The Renewal

We're All Alright

“Donna?” I swing open the door to Eric’s basement, winded. I’d just come from Donna’s room to her backyard, to the Forman’s front yard, to the Forman’s kitchen, the Forman’s driveway, and finally the basement.

“Jackie, what took you so long?” Donna stands up from where she was on the couch and evens out her skirt.

“Well, you didn’t exactly tell me where I’d find you this morning,” I cross my arms bitterly. “Now, let’s go. I don’t want to be late for my first day as an upperclassman.”

“Wait, Jackie’s taking you?” Eric says lamely from his spot on the couch. “I thought…I thought I was?”

“Yeah, but I decided to ask Jackie, you know, as a backup plan?” Donna shrugs.

“Oh, I’m your backup plan?” I sneer.

“Jackie,” Donna says, a hint of a warning in her voice. Then she turns back to Eric. “I mean. You lost the Vista Cruiser. At least Jackie has a car.”

“Ouch, Forman,” Steven shakes his head from his chair. “That was like, an unintentional backup burn.”

“By your girlfriend,” I add, nodding at Eric, feeling smug. “Okay. Donna, we’ve really got to go,” I grab her arm and practically drag her out of the basement.

“Oh man, this sucks,” Donna whines as soon as we’re on our way.

“Excuse me?” I ask, offended.

“No, not this. I meant this…situation. I can’t believe I won’t be able to spend my last year of high school with Eric. Next year comes college, and who knows what will happen then.”

“I know,” I nod my head. I didn’t tell her, but I didn’t like this situation either. Because when all my friends graduated this year, I’d be stuck there for another year while they all drifted away and apart.

Except now, it was happening a year early. At least with Donna.

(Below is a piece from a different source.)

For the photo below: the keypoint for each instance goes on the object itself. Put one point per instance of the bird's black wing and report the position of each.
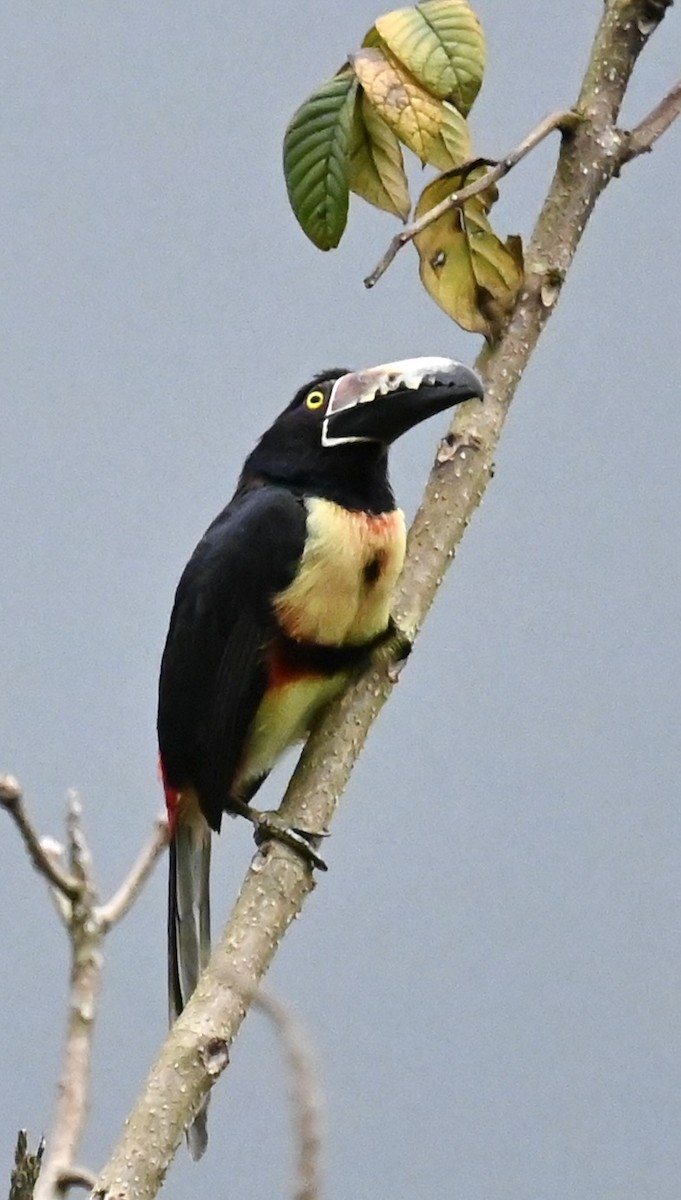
(214, 672)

“Okay, um, let’s talk about something better,” I ponder. “Ooh, okay. So last night, after you left I drove out to the mall so I could pick a top to go with the sweater I picked when you were at my house,” I point to the sweater I was wearing. “And I found this shirt, the one I am currently wearing. And it was like, the greatest thing ever. It matches my sweater perfectly,” I say, excited.

The shirt had a repeating stripe pattern, and one of the colors was the same burgundy red that was in my sweater.

“Isn’t that awesome?” I smile.

“Fascinating,” Donna rolls her eyes sarcastically.

“Oh, you’re just jealous that you have to wear the same thing every day,” I shrug off her sarcasm. “But I have to say, I’m glad to see you finally dressing like a girl, you know, with the skirt and everything. I mean, plaid, not really my thing, you know, it’s the lumberjack look, but I must say – it’s a step in the right direction.”

Donna can’t help but crack a smile now. “That never gets old.”

“What?” I glance at her.

“The lumberjack thing,” Donna shakes her head. “Jackie, I am not a lumberjack.”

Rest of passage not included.